More than 40 of the terrorism suspects described by Mr. Alonso on Wednesday
are accused of planning attacks unrelated to the March 11 bombings.

The bulk of these arrests occurred in October, when Spanish police disrupted
a plot they said had intended to bomb several Madrid landmarks and
government buildings, and a professional soccer stadium that can hold more
than 70,000 people.

Wednesday's tally also suggests that many Islamic radicals have chosen Spain
as their entry point to Europe, government officials said.

For years, "Spain was especially accessible," Fernando Reinares, the senior
antiterrorism adviser at the Interior Ministry, said in an interview before
the news conference. "Spain's borders were very porous, more so than those
of other European countries."

The current government, led by the Socialist Party's José Luis Rodríguez
Zapatero, says that it has stepped up efforts to closely monitor Spanish
borders since winning power in March.

Spanish investigators say some of the men arrested in the March 11 attacks
have ties to terrorist activities outside Spain. The most recent example is
Hassan el Haski, who was detained in December in the Canary Islands. Police
investigators here say that he was the leader in Europe of the Moroccan
Islamic Combat Group, an organization suspected of having ties to Al Qaeda
and accused of carrying out terrorist attacks in Casablanca in May 2003 that
killed 45 people.

At the news conference on Wednesday, Mr. Alonso did not say how many of the
people arrested last year remain in Spanish custody. An unofficial count of
those jailed in the March 11 attacks alone put the number at 18.

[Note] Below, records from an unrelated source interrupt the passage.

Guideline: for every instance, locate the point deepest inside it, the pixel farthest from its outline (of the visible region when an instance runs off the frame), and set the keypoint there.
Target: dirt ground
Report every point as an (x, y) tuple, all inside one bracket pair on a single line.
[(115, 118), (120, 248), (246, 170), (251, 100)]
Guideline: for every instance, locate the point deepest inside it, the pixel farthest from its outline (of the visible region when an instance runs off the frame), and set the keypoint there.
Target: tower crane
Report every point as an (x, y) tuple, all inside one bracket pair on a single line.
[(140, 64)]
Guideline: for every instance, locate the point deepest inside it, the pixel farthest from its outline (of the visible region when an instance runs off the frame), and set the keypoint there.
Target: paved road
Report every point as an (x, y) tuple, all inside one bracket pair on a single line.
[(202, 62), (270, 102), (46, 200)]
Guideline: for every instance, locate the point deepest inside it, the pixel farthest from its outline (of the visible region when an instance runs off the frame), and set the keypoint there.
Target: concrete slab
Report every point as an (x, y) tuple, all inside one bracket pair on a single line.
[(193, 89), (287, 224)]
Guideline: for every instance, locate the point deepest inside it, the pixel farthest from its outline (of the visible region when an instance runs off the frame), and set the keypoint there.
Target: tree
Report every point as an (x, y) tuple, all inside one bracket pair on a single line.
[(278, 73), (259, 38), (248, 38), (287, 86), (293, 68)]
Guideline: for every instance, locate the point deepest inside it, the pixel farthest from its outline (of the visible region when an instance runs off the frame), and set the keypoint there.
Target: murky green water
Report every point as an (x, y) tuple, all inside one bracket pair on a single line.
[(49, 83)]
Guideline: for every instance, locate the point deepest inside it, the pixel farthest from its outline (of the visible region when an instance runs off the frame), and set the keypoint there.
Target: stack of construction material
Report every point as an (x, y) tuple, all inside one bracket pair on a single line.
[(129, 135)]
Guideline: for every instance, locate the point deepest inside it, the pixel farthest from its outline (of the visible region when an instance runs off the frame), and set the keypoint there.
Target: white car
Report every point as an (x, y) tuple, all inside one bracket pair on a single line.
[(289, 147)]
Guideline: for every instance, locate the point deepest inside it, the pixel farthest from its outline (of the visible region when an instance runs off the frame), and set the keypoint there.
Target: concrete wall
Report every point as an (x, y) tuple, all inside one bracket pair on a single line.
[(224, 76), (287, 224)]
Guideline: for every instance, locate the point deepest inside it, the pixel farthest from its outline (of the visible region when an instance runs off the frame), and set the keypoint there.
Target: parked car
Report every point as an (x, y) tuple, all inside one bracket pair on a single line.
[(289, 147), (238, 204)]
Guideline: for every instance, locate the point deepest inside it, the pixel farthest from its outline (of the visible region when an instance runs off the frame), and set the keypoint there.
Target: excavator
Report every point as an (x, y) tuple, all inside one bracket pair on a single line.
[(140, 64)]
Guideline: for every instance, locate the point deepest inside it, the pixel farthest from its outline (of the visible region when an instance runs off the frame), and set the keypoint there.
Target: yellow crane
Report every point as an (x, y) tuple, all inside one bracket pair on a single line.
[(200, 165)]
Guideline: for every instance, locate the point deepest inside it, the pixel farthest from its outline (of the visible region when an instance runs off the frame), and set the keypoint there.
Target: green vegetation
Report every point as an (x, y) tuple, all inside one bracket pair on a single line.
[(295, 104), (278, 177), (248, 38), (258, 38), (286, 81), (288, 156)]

One person has been tried in the train attacks, a minor who has been
identified only by his initials, G. M. V. He pleaded guilty in November to
transporting and supplying explosive materials used in the attacks.

It is not clear when the other suspects will go on trial, but the judge
investigating the attacks, Juan del Olmo, has said he would like to finish
his work by the anniversary of the bombings.

A separate investigation of Al Qaeda's presence in Spain, led by a High
Court judge, Baltasar Garzón, was wrapped up in June after the indictment of
more than 40 people. Trials stemming from his investigation are expected to
start this spring.

With that investigation out of the way, Mr. Garzón plans to take a leave of
absence beginning in March to teach at New York University.